With the Mongol invasion of the 1230s, Kirakos and his mentor were captured by Mongol forces in the spring of 1236. As captives, however, he and Vanakan managed to serve as secretaries for the Mongols. This was factually slavery. During this time, Kirakos learned the Mongolian language and he later compiled his knowledge of it into a list of 55 words with their corresponding Armenian meanings.
A ransom was paid to free Vanakan in the summer of that year but Kirakos also managed to escape the same night and returned to the town of Getik.

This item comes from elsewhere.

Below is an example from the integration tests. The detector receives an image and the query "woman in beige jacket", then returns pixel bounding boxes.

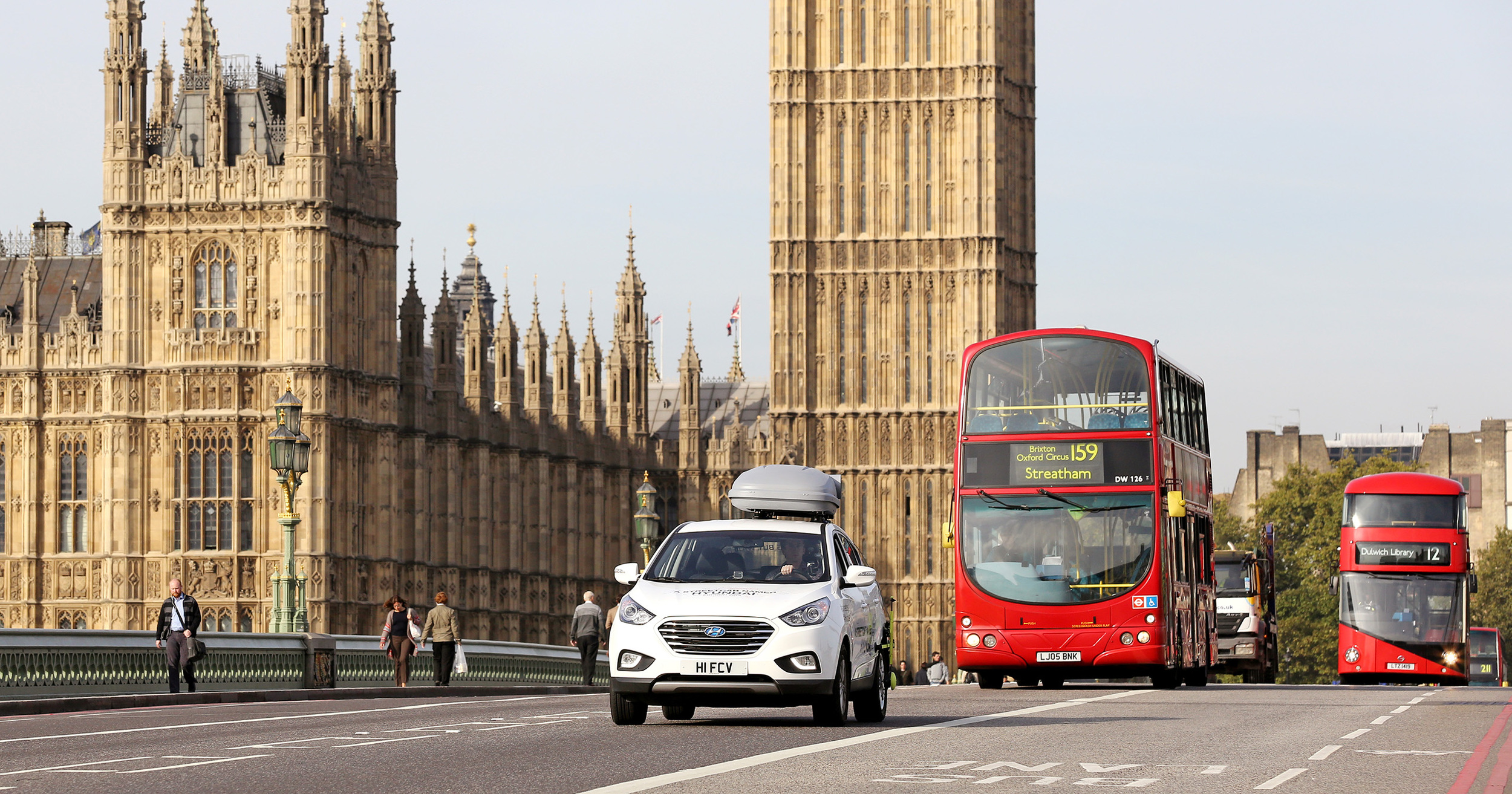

Following Vanakan's death in 1251, Kirakos assumed his former teacher's duties and became the head of the school in New Getik. In 1255, he was granted an audience with the leader of the Armenian Kingdom of Cilicia, Hetum I, in the town of Vardenis (in Aragatsotn), informing him of missionary work in the region.

He remained in New Getik for several more years; he died in 1271 and was buried there.

==Works==
Kirakos completed several works in his lifetime; however, his most prominent work is History of Armenia (Patmutʻiwn Hayotsʻ, a generic title for Armenian histories). He began to write the book on May 19, 1241 and completed it in 1265. Divided into two parts, the first part of his history begins with the life of Gregory the Illuminator, the patron saint of the Armenian Apostolic Church, and is devoted largely to the history of the Armenian church from the third century to the twelfth century. The second part focuses on the ramifications and physical damage inflicted against the people of the region by the Turkic and Mongol invasions, including the torture and death of Hasan-Jalal, the prince of Khachen. He made a detailed account of the Siege of Baghdad (1258) by the Mongols, using Prince Prosh Khaghbakian, who had participated to the operations, as his main source.

Approximately 47 facsimiles of the 65 chapters of History of Armenia survived and can be found in numerous repositories located around the world including the Matenadaran in Yerevan, Armenia and museums in Vienna, London, Paris, and St. Petersburg.